The DDoS picture exploits this imbalance and drives multiple edges in a way that either saturates a network component or saturates a selected victim edge device.
The attacker has a variety of exploits here, and addressing one weakness simply allows others to be exploited. The current vogue is the massive bandwidth attack using simple query / response UDP protocols where the repose is larger than the query, with a spoofed source address. Send enough queries to enough servers at a fast enough rate and the victim is overwhelmed with useless traffic. The DNS UDP query protocol has been used in this manner, as has the NTP time protocol. You would’ve thought that folk would not expose their SNMP ports and at the very least use decent protection, but evidently SNMP is exploitable, as is chargen and similar. The mantra we repeat to ourselves is that we could stop all this form of attack by isolating the query packets, and the signature of these packets is a false source address. So if we all performed egress filtering using BCP 38 and prevented such packets from leaving every network then the network would again be pristine. Yes? Not really.
TCP has its own issues. SYN flooding is now a quite venerable attack vector, but this form of attack can still be effective in blocking out legitimate connection attempts if the incoming packet rate is sufficiently high. SYN flooding is possible using source address spoofing as well. A variant of this is for the attack system to complete the connection handshake and hold the connection open, consuming the resources of the server. For this form of attack its necessary to take over a large set of compromised end hosts and orchestrate them all to perform the connection. Unfortunately these zombie armies have been a persistent “feature” of the Internet for many years.
So the attacks get larger and larger. What happens then?
If you can’t stop these attacks then you have to absorb them.
Which means deploying massive capacity in your network and across your servers in a way that can absorb the attack traffic and still remain responsive to “genuine” traffic. With significant levels of investment in infrastructure capacity this is a viable approach. But it has the effect of increasing the ante. If you operate a server whose availability is critical in some sense, then you can no longer host it on your own local edge infrastructure. And picking the cheapest hosting solution in some cloud or other is also a high risk path. If you want resiliency then you have little choice but to use a hosting provider who has made major investments in capacity and skills, and has the capability to provide the service in the face of such attacks. These attacks are creating differentials in the online neighbourhoods. Those who can afford premium services can purchase effective protection from such virulent attacks, while those who cannot afford to use such highly resilient service platforms that operate in a far more exposed mode without any real form of effective protection against such attacks.
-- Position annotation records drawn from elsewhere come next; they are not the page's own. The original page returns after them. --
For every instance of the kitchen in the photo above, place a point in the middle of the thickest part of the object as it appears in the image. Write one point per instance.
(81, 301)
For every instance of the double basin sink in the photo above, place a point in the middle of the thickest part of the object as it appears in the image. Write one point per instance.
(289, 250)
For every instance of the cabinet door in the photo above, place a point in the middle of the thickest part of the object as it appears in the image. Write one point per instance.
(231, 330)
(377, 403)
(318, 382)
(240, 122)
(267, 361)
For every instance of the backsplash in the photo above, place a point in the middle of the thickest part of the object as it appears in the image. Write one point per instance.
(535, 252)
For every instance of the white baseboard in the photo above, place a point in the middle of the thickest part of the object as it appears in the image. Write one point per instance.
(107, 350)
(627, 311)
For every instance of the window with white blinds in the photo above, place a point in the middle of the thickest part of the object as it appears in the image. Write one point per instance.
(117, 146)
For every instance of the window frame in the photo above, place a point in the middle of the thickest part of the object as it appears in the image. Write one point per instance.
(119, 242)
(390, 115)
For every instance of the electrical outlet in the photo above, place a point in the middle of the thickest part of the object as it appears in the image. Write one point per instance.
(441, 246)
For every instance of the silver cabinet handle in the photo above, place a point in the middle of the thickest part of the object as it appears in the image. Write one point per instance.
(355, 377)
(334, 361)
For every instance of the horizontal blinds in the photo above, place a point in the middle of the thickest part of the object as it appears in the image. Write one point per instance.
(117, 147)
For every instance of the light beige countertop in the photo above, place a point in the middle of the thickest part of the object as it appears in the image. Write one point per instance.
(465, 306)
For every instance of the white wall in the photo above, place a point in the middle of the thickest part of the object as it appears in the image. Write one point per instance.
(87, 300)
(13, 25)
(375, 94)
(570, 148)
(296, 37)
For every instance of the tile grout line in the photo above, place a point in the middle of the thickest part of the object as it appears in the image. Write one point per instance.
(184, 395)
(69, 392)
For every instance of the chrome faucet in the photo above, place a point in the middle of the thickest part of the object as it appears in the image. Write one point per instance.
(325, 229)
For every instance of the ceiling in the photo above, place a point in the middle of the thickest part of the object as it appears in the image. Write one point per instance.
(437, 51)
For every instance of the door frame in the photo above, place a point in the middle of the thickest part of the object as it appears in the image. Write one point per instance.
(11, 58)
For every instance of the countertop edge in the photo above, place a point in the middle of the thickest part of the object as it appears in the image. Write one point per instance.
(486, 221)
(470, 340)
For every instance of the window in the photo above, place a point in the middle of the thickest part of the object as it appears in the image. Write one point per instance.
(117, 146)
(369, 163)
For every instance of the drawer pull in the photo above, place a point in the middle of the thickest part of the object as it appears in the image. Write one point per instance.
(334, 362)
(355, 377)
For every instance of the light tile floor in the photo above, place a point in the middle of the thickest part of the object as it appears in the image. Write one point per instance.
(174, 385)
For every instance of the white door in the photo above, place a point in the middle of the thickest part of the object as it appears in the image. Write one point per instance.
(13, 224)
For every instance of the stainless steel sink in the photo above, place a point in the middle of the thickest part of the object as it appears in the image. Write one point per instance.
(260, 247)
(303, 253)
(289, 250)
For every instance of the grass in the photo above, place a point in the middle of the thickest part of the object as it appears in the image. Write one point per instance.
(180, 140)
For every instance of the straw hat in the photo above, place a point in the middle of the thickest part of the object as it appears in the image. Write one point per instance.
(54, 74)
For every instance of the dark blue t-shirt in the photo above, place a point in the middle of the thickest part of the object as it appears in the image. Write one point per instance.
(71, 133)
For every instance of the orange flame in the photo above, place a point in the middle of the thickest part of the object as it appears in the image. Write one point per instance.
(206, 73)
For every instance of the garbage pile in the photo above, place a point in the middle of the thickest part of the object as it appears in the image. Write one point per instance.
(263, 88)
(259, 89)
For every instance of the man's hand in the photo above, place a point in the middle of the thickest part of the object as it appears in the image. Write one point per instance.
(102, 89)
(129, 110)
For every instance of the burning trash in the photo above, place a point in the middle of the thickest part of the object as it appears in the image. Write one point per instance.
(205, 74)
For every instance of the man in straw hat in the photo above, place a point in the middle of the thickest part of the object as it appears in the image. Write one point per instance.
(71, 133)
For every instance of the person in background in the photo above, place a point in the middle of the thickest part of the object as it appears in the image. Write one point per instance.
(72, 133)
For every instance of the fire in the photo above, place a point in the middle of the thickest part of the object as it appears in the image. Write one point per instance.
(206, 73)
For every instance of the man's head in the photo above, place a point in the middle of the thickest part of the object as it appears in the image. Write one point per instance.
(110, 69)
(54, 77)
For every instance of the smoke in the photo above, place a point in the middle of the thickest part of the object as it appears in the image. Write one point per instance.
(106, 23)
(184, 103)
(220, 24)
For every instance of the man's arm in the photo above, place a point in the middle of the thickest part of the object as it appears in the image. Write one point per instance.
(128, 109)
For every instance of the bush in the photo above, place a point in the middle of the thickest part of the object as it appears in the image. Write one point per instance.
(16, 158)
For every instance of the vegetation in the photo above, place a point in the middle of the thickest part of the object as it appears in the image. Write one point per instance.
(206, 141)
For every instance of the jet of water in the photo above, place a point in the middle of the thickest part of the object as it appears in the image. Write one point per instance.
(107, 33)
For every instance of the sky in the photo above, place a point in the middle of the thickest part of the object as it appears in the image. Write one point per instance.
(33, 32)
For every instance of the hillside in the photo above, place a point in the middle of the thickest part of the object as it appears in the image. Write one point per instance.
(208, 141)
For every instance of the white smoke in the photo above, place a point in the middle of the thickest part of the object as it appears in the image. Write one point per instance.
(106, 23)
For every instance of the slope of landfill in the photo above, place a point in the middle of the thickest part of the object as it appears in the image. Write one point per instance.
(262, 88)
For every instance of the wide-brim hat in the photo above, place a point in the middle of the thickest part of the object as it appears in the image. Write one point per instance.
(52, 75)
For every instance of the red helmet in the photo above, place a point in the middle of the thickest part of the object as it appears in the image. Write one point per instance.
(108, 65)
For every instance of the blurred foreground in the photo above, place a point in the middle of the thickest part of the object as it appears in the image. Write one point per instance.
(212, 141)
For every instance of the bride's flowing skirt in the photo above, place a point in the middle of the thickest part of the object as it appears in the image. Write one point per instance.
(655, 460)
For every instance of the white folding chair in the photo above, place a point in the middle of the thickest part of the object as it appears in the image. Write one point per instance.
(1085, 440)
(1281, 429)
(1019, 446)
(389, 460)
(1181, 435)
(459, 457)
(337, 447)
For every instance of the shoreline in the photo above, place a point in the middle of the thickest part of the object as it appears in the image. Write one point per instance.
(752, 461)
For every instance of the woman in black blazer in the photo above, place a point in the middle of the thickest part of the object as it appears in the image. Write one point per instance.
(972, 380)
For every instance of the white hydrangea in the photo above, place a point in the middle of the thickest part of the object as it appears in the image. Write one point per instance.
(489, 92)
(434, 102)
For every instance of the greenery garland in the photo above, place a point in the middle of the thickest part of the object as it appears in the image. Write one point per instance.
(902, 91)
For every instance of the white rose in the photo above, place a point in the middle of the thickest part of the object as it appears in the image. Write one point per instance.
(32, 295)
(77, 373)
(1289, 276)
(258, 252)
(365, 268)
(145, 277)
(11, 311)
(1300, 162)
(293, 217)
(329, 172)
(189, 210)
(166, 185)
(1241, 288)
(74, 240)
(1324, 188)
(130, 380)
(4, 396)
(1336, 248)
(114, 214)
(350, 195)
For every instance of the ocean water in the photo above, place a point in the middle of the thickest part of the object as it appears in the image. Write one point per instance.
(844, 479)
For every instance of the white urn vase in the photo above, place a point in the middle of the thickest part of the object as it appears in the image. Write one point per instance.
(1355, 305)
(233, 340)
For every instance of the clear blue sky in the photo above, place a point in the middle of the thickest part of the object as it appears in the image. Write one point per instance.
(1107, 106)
But of course this differentiation in hosting is also apparent in the ISP industry itself. Smaller local providers are being squeezed out through the same means. In order to survive such attacks, they are being forced to purchase “scrubbing” services from far larger providers, who are in a position to absorb the incoming traffic and pass on the so-called “genuine” traffic.
The result is of course further pressure to concentrate resources within the industry – the larger providers with capacity and skills can respond to this onslaught of attack traffic, while the smaller providers simply cannot. They are marginalized and ultimately will get squeezed out if there is no effective way to ameliorate such attacks without resorting to a “big iron” solution.
The picture is not entirely bleak, or at least not yet. There have been some attempts to provide an attack feedback loop, where a victim can pass outward a profile of attack traffic and neighboring networks can filter transit traffic based on this profile and pass the filter onward. One of the more promising approaches is to coopt BGP, and instead of flooding reachability information, propagate a filter profile of the attack traffic. (BGP Flow Spec RFC 5575)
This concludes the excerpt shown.